Em Jürgen Habermas, a identidade emerge do reconhecimento intersubjetivo.

Gustavo Zagrebelsky reforça que o direito constitucional moderno é “duro nos princípios, flexível nas formas”.

A multiparentalidade é, portanto, expressão de um constitucionalismo dialógico.

9. Literatura e cultura: famílias impossíveis, famílias reais

A literatura sempre antecipou o Direito.

Dom Casmurro já tensionava a incerteza da filiação

Os Miseráveis revela parentalidade social como redenção

Grande Sertão: Veredas dissolve certezas identitárias

No cinema e séries:

This Is Us (NBC) explora parentalidade múltipla e adoção

Kramer vs. Kramer dramatiza disputa de guarda e identidade afetiva

Modern Family naturaliza estruturas familiares não tradicionais

The Kids Are All Right tensiona parentalidade homoafetiva e biológica

A cultura audiovisual confirma: o Direito corre atrás da vida.

10. Questões prejudiciais e repercussão geral

A multiparentalidade levanta questões estruturantes:

Pode haver tripla ou múltipla filiação sem hierarquia?

Como se distribuem efeitos sucessórios em arranjos múltiplos?

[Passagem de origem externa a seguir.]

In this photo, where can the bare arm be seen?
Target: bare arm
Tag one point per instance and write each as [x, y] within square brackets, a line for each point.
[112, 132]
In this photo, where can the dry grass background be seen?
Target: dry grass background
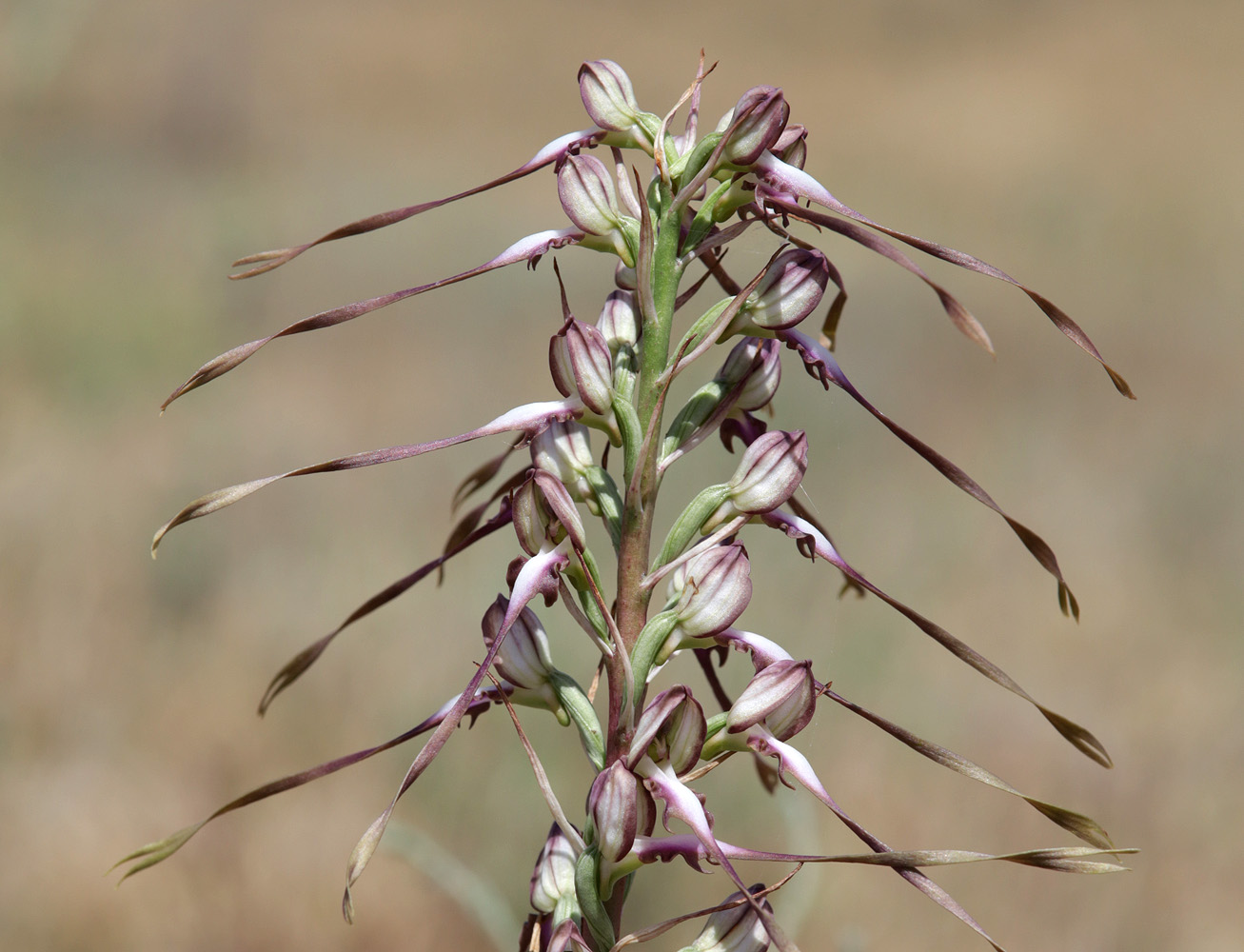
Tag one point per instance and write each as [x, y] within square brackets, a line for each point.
[1090, 149]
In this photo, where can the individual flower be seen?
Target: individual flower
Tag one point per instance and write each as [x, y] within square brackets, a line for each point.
[768, 474]
[590, 198]
[607, 95]
[614, 804]
[523, 660]
[580, 363]
[790, 290]
[733, 930]
[716, 591]
[563, 450]
[759, 118]
[781, 697]
[619, 323]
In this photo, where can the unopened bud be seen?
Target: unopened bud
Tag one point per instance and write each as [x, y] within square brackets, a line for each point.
[523, 659]
[789, 291]
[717, 590]
[764, 110]
[614, 804]
[543, 511]
[770, 472]
[733, 930]
[563, 450]
[671, 729]
[607, 95]
[683, 736]
[781, 696]
[590, 199]
[552, 880]
[761, 379]
[791, 146]
[619, 323]
[582, 365]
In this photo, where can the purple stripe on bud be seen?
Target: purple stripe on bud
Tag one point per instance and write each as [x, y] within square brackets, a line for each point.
[671, 730]
[588, 195]
[563, 450]
[790, 290]
[619, 323]
[761, 114]
[607, 95]
[733, 930]
[781, 697]
[552, 879]
[770, 472]
[523, 659]
[717, 590]
[757, 363]
[614, 805]
[580, 363]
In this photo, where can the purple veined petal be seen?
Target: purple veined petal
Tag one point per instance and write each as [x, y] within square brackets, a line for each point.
[959, 315]
[554, 152]
[825, 367]
[762, 651]
[156, 853]
[1074, 823]
[534, 579]
[527, 418]
[803, 533]
[795, 764]
[681, 803]
[797, 182]
[527, 249]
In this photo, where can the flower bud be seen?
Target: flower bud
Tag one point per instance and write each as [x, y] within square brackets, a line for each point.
[523, 659]
[619, 323]
[791, 146]
[718, 588]
[760, 380]
[781, 697]
[684, 734]
[563, 450]
[733, 930]
[552, 880]
[543, 510]
[671, 729]
[614, 804]
[607, 95]
[764, 110]
[789, 291]
[770, 472]
[588, 195]
[580, 361]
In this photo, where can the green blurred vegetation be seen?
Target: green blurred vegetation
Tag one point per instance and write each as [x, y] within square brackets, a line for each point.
[1090, 149]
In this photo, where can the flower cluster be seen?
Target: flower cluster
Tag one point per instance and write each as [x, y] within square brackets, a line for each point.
[648, 746]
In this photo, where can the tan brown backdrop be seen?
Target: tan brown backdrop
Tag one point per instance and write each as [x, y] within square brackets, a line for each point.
[1090, 149]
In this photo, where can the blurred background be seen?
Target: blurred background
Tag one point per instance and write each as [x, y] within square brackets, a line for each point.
[1090, 149]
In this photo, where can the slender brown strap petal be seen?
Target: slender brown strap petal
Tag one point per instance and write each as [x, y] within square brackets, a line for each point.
[296, 666]
[1075, 823]
[825, 367]
[807, 535]
[526, 249]
[794, 181]
[550, 153]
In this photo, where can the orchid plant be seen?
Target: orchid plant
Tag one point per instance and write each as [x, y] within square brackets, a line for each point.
[663, 207]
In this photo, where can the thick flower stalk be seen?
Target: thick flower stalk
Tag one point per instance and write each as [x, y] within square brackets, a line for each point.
[661, 208]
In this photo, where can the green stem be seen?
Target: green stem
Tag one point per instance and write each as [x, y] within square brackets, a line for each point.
[640, 506]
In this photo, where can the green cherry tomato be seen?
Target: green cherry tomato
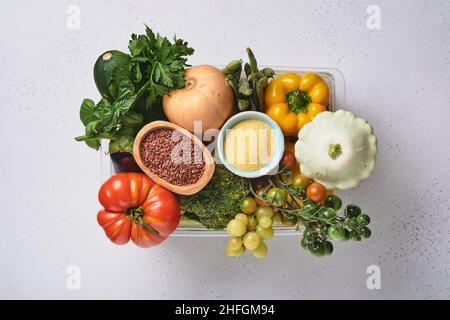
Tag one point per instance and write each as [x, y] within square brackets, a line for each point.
[333, 201]
[328, 248]
[276, 197]
[264, 212]
[289, 160]
[304, 244]
[317, 249]
[363, 220]
[336, 232]
[327, 213]
[289, 220]
[301, 182]
[310, 235]
[346, 235]
[365, 232]
[248, 205]
[309, 208]
[352, 211]
[350, 222]
[354, 236]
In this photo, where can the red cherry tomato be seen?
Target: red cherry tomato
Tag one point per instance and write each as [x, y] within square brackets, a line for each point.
[316, 192]
[289, 160]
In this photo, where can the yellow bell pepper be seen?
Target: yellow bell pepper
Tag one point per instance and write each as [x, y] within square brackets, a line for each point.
[293, 101]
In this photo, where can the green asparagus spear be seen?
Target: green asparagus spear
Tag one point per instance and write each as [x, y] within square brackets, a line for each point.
[244, 88]
[243, 104]
[232, 67]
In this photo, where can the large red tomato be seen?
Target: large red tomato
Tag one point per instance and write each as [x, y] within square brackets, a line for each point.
[136, 207]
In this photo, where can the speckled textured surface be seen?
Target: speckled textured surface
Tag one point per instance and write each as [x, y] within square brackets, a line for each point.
[397, 77]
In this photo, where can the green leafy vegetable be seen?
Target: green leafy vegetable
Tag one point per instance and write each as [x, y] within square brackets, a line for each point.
[248, 92]
[216, 204]
[159, 62]
[133, 89]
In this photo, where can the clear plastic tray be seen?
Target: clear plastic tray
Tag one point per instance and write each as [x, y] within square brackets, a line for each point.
[336, 82]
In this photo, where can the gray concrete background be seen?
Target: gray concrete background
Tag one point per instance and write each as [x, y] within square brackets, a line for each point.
[396, 77]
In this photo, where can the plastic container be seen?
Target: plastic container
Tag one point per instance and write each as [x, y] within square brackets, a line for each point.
[336, 82]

Existe limite constitucional para a expansão parental?

No STF, a repercussão geral reconhecida no RE 898.060 consolidou o tema como estruturante do Direito Civil-constitucional brasileiro.

11. Comparativo internacional

Canadá: reconhece múltiplos guardiões legais em certos arranjos familiares

EUA: decisões estaduais admitem “de facto parents”

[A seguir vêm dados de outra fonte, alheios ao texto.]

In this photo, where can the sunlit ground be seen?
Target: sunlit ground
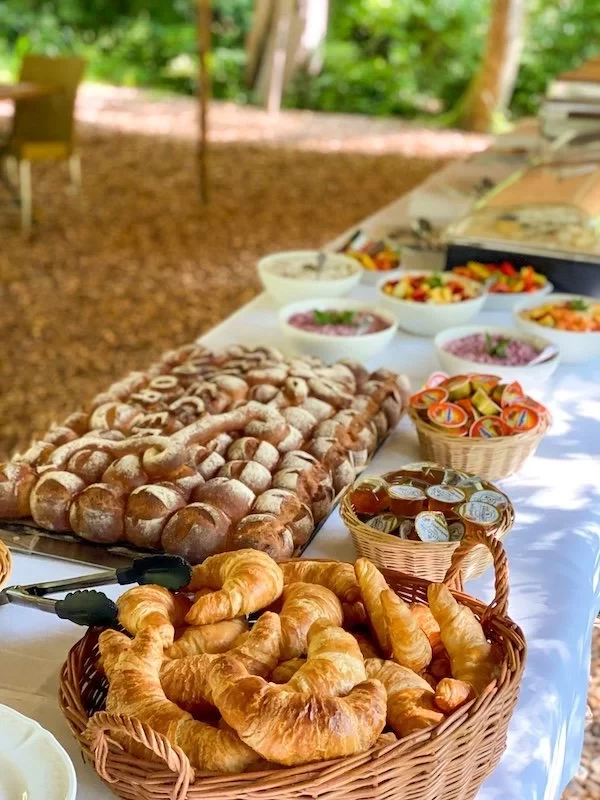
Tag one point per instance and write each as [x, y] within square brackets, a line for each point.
[136, 266]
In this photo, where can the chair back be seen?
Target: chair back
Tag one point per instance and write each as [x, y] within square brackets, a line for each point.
[50, 118]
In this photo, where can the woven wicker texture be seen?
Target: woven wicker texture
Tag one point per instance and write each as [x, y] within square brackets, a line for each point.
[5, 563]
[448, 762]
[489, 458]
[428, 560]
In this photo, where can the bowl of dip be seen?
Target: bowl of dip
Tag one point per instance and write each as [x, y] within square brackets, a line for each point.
[506, 352]
[294, 275]
[337, 328]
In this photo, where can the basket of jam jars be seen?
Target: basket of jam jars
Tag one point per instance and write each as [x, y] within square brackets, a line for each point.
[477, 424]
[414, 519]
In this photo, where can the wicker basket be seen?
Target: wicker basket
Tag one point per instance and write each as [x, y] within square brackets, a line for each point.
[489, 458]
[5, 563]
[448, 762]
[428, 560]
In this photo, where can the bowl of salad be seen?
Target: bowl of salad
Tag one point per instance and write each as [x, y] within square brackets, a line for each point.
[426, 303]
[571, 322]
[512, 354]
[337, 328]
[506, 284]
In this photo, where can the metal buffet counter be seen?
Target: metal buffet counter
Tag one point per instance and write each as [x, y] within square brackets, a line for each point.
[554, 549]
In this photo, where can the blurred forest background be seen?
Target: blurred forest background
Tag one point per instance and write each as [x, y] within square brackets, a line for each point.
[411, 58]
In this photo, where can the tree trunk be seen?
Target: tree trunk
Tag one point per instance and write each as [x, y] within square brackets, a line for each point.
[492, 88]
[285, 36]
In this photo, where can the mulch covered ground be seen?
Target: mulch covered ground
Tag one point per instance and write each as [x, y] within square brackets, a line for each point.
[108, 281]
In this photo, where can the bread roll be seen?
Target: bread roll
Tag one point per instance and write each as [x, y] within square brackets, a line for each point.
[16, 483]
[51, 499]
[301, 419]
[248, 448]
[148, 509]
[250, 473]
[195, 532]
[90, 464]
[288, 508]
[126, 473]
[263, 532]
[119, 416]
[97, 514]
[227, 494]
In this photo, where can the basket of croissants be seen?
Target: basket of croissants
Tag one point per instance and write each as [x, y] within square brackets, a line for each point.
[5, 563]
[316, 679]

Alemanha: modelo ainda restritivo, mas em evolução sob pressão do Tribunal Constitucional Federal

O Brasil figura como um dos sistemas mais avançados em reconhecimento socioafetivo formal.

12. Tese, antítese e síntese: a forma final do Direito líquido

Tese: filiação biológica como núcleo exclusivo

Antítese: expansão socioafetiva e crise da origem

Síntese: multiparentalidade como tecnologia jurídica de reconhecimento plural

Como lembra Zygmunt Bauman, as instituições modernas derretem formas sólidas sob pressão da vida contemporânea.

Conclusão: o Direito que aprende a conviver com mais de uma origem

A multiparentalidade não é uma anomalia. É um espelho.

Ela revela que o Direito, ao tentar organizar o afeto, inevitavelmente o simplifica. Mas a vida insiste em ser mais complexa.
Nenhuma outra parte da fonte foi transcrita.